The prosecution at the Crown Court will often add lesser serious offences to an indictment. This is done because the D does not want to plead guilty to the offence he is charged  with but would accept some lesser degree of offence available to him. For example for a charge of Murder, D will usually plead to Manslaughter, for a s. 18 charge, he would plead to s.20 and similarly for a charge of Burglary, he will plead to handling of stolen goods.

Lying the count on file:
When the Defendant pleads guilty to multiple serious offences, the prosecution will simply ask the judge to strike out his minor offences from the indictment. This way these counts will be put on hold, usually permanently.

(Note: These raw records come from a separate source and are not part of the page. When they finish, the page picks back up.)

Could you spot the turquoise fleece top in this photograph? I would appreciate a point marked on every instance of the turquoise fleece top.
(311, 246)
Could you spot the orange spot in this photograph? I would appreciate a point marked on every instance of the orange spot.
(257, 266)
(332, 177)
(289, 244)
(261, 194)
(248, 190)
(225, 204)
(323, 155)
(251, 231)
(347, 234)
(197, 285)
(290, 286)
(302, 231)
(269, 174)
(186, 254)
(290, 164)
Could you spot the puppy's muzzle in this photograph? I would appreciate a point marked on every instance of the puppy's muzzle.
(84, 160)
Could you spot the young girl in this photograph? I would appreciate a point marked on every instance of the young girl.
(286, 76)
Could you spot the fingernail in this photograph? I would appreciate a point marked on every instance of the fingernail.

Where Defence counsel withdraws/ dismissed from D’s case, he may receive legal and the judge will adjourn upon application of D to get a new counsel.

Sometimes a court can defer its sentence for upto 6 months to allow D to prove to the court that he has either changed himself or that the offence he committed is his first and last time. This enable D to present himself to the court at the end of the deferred periof as a better person and often receiving a lighter sentence as a result.

Regarding Sentences, in determinate custodial sentence, the court orders D to serve half sentence in prison and the other half in the community. The custodial sentence part is kept for the shortest possible period to serve the purpose of the sentence. If D has been in custody for any period before the sentence, that period is counted with the sentence.

Also there is a provision of ‘Suspended Sentence’ where the D is told to fulfil a certain criteria to avoid prison entirely. For example, D has a 1 year imprisonment that has been suspended by the court for a period of 2 years. In this 2 years, D has to be under supervision and do unpaid work for a number of hours. If he completes his required task in the given period, he will not have to serve a single day in prison.

If the D is unhappy with the Magistrate Court’s decision and the Magistrate considered that they made a mistake, then they can vary or set aside the conviction under s.142 of the Magistrate’s Courts Act 1980.

As it is usual that D can sometimes lie at the police interview. And the obvious inference that the Jury may draw is that the D is guilty of the offence. But the judge would intervene and say that this is not the case. It might be that D lied because he was doing something not illegal but what can for example ruin his marriage. By giving a Lucas Direction to the jury, the judge would warn that they must be satisfied beyond reasonable doubt that the lie was deliberate and relates to the material issue before they can hold it against the D.